O dia da matança chegou, os cinco filhos também. Trazem as esposas e os netos. Januário e Maria de Fátima não se contêm, tamanha é a excitação, abraçando-os e contando todas as novidades da terra. O filho do Vítor morreu, canceroso. O Padre Teotónio apanhou sífilis e está acamado. Luísa das Dores não consegue sair de casa desde que o marido a abandonou.
A mesa está posta, repleta de autênticos manjares. Os convidados estão todos no pátio, praticamente metade da aldeia. Todos já com fome e na expectativa.

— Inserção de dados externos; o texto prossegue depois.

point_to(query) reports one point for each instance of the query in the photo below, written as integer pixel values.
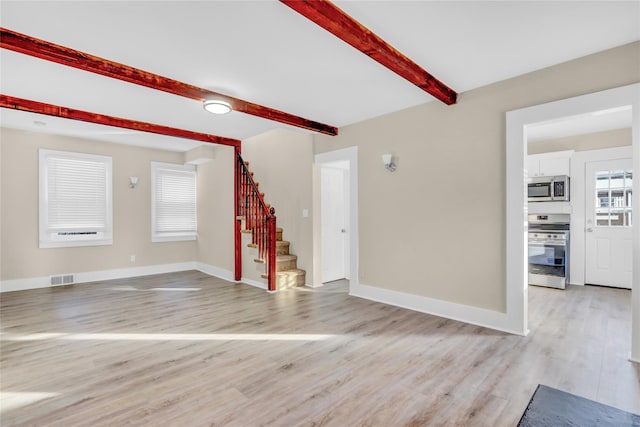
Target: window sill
(178, 238)
(76, 243)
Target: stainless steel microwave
(548, 189)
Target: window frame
(46, 235)
(164, 236)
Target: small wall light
(133, 181)
(388, 163)
(217, 106)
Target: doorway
(516, 212)
(336, 217)
(608, 212)
(334, 210)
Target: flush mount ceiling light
(216, 106)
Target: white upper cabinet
(549, 164)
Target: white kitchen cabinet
(550, 164)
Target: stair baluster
(259, 218)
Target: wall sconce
(388, 163)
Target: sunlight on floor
(11, 400)
(163, 337)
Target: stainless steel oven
(548, 247)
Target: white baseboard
(95, 276)
(214, 271)
(123, 273)
(463, 313)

O porco guinchando no pátio. Cinco corpulentos homens à volta do animal, segurando-lhe o corpo sujo de lama. Apenas se ouvem guinchos do desespero do animal. Maria de Fátima, na casa da lenha, ofegando e gemendo, deserta de saudades daquele corpo amante e apaixonado. O animal no pátio prestes a ser sacrificado para satisfazer a fome de quase um rancho.
O filho mais velho levantando uma enorme faca e o porco guinchando. Januário, na casa da lenha, depois de apanhar os amantes no coito, enterrando-lhes repetidamente a foice. A lenha que cai por cima dos corpos e ele ali, em estado de choque.
É janeiro, mas não faz frio. O sangue corre pelo pátio. A sopa arrefece no fogão apagado. Tanta sobremesa. A véspera inteira a fazer arroz doce, leite creme, pudim, farófias, bolo de iogurte, azevias e rabanadas. A véspera inteira a sonhar.
Januário em estado de choque, todo aquele sangue escorrendo-lhe das mãos. O silêncio que agora se ouvia. O porco sossegou, rendeu-se às investidas da morte e partiu para a “quinta dos calados”, como diria o seu avô Feliciano. Seria depois cortado e o seu sangue escorrido. Ali deitados, os amantes já não incomodavam Januário. Talvez por isso se tivesse posto a cantar e a preparar os corpos como quem prepara um pitéu. E depois de cortados, Januário cobre-os com lenha e rega-os com gasolina.
Sangue e mais sangue, vísceras a arder. Um cheiro fétido de carne em combustão. Para Januário, no pátio é que se cometera o verdadeiro crime. Na casa da lenha, apenas justiça e defesa da honra. Ao menos o porco se iria comer.